The point being that any conflict can be dissected for its outcome, based on observation, but CHANCE determines what really happens, not formulas, not number crunching, not previous conflicts, not odds, and most assuredly not pronouncements of legitimacy. I would hazard that something else comes very much into play, but I don’t want the people here who don’t subscribe to that venue to start flaming about something that’s never been finally decided. But to give a formula for the successful outcome of an insurgency is forgetting that no battle plan survives the first five minutes of the actual battleI think that I need to address "Chance" or "Fate" or "Random Factors" when discussing the outcome of military action.

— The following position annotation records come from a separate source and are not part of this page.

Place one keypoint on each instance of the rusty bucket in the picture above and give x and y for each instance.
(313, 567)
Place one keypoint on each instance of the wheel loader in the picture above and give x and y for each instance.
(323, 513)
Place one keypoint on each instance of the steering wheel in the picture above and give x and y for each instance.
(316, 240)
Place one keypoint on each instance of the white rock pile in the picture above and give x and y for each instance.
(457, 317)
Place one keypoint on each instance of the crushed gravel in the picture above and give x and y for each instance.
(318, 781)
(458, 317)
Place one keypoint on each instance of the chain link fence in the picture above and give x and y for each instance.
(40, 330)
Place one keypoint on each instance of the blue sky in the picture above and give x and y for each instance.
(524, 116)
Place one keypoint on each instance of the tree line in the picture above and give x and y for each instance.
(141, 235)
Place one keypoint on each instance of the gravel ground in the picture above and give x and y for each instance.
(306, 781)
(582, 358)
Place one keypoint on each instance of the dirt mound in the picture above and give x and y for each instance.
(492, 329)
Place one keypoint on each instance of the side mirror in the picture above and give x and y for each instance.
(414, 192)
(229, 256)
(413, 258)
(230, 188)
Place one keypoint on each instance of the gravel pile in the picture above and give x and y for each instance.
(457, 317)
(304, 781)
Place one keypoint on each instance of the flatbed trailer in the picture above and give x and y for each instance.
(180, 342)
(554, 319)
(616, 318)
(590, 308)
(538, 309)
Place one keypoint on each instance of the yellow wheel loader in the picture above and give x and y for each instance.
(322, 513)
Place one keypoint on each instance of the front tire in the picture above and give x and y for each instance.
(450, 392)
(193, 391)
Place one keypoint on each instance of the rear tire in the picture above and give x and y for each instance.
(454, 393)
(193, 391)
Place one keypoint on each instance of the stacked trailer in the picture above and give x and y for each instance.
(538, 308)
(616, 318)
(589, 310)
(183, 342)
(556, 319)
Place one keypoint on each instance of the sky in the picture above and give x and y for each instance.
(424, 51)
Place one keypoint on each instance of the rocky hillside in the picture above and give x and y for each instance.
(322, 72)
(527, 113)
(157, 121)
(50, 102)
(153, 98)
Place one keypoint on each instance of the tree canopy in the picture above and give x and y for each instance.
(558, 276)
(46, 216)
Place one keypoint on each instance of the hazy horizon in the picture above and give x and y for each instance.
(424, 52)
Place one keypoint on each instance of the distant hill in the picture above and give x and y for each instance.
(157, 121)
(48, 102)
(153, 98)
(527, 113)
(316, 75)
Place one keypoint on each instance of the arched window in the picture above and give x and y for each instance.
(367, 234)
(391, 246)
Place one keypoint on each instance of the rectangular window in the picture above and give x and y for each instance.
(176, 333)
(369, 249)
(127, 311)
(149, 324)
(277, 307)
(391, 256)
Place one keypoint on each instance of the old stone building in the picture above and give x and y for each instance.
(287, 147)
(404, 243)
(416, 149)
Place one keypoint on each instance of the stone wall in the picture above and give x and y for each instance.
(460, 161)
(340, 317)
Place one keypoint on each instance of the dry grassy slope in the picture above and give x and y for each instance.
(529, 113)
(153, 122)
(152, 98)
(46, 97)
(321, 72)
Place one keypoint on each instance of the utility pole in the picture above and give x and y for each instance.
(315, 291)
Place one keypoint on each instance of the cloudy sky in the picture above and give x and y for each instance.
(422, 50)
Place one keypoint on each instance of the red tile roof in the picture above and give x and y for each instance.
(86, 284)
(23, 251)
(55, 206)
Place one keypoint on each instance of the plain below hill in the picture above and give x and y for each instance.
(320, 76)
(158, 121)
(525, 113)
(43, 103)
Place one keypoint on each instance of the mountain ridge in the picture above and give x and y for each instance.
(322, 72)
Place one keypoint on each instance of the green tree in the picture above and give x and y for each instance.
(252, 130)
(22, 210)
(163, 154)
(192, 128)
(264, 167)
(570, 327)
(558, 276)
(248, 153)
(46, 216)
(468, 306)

Yes it is true that the fickle hand of fate gets a vote in every operation. You can't eliminate all risk. But what you can do is minimize risk When talking about setting conditions for success we are really talking about optimizing our odds. The flip side of risk is reward. Don't do a COL Hannibal A-Team risky move to achieve something miniscule, nor would you want to bet it all on a Hail Mary when you could plan ahead and move the ball in much safer moves.
Would you conduct a deliberate attack without a support by fire position? Only if you had no other options right? Such as seizing a beach head or driving an armored task force hard through enemy defenses to get to the position you really need to occupy to block the enemy counter attack. There are very very few "hard and fast" rules when it comes to tactical deployment of forces.
But there are plenty of lessons from history by those who save lives and conserve combat power by minimizing risk. You do this first by studying your own capabilities, the enemy capabilities, and the terrain on which the conflict will take place. Then you TRAIN your forces to minimize your own weaknesses and maximize your own strengths. Then you ruthlessly plan to use every advantage at your disposal to achieve your tactical and strategic goals.
You do every damn thing in your power to minimize the fickle hand of fate. Those that say "no plan survives first contact with the enemy" as an excuse not to plan are idiotic simpletons at best, or malicious fools at worst. I believe Sean is only trying to remind people that there are no guarantees in warfare. Dwight Eisenhower even opined that "Plans are worthless, but planning is priceless." to describe the effect of planning and rehearsing prior to operations.
Never let anyone tell you that planning is worthless, that setting conditions is futile. On the flip side know when the 80% solution is achieved and you can push forward and trust your fellow warriors to figure out the remaining 20% as they go along. When I was an NCO all I wanted was an Officer to tell me "Achieve this effect at this place by this time" and let me loose. Now that I am an Officer I want to be able to give those hard charging NCOs indirect fire support, close air support, enemy comms jamming support, pre-planned combat resupply, dedicated medevac assets, easily understood sectors of fire with adjacent units to prevent fractricide, up to date and even live intel feeds to eliminate the fog of war. And all that stuff requires planning, coordination, and deconfliction.
Because if you don't plan, then you are planning to fail. You should go read John Mosby to learn how to train yourself to be fit to fight, and you should study history to train your mind how to think about minimizing risk to stay in the fight. Insurgencies are won by who stays in the fight the longest, and yes, fate has a role to play even in that. But don't be stupid about it.